All 15 local parish councils have unanimously objected. Our district and county councillors have objected, as has our MP.

Cumbria Tourism, Cumbria Wildlife, the Federation of Small Businesses, the Friends of the Lake District, the Wainwright Society and many other local organisations and individuals have also objected.

South Lakeland District Council will defend its decision to refuse permission at the eight-day Inquiry beginning on January 22. For the purposes of the inquiry our local parish councils have joined together to form a community group known as Kirkby Moor Protectors in order to give evidence at the inquiry and, like SLDC, will be asking the inspector to dismiss the appeal by Zephyr Investments.

We all recognise the importance of renewable energy and Cumbria, both on and offshore, is playing its part. Applications for wind-farms must now have the backing of the local community and this does not appear to be the case for this application.

Kirkby Moor Protectors believe that this application to extend the life of ageing, subsidised turbines would appear to be much more in the interest of the wind-farm owners than in the interest of the nation, our national park setting and our local communities.

There have been many reasons given for objection but all objections have referred to the negative effect on the landscape.
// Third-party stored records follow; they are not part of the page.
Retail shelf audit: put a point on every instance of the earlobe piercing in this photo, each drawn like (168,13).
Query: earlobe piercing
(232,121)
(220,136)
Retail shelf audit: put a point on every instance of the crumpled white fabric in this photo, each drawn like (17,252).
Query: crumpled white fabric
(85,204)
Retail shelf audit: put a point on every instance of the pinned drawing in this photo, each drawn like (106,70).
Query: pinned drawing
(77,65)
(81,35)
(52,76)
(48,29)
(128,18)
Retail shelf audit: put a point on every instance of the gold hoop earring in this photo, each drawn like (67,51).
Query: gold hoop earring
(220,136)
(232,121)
Other considerations have referred to the effect on tourism; the inefficiency of the 25-year-old turbines; the effect on close residents; the effect on heritage assets; the 1992 imposition of turbines contrary to the local planning process and subsequent inquiry; the effect on the Site of Special Scientific Interest; the increase in off-shore, more efficient, unsubsidised wind-farms; the possibility of further attempts to 'repower' Kirkby Moor with much bigger turbines; the effect on birds and bats; flooding increased by tracks and concrete installations; the 25-year 'experiment in the national interest' considered to be no longer necessary; the length of time for sought permission (eight years, seven months and five days) coinciding exactly with the end of onshore subsidies; and sentiments that subsidies paid to merchant bank-owned energy producers are unethical.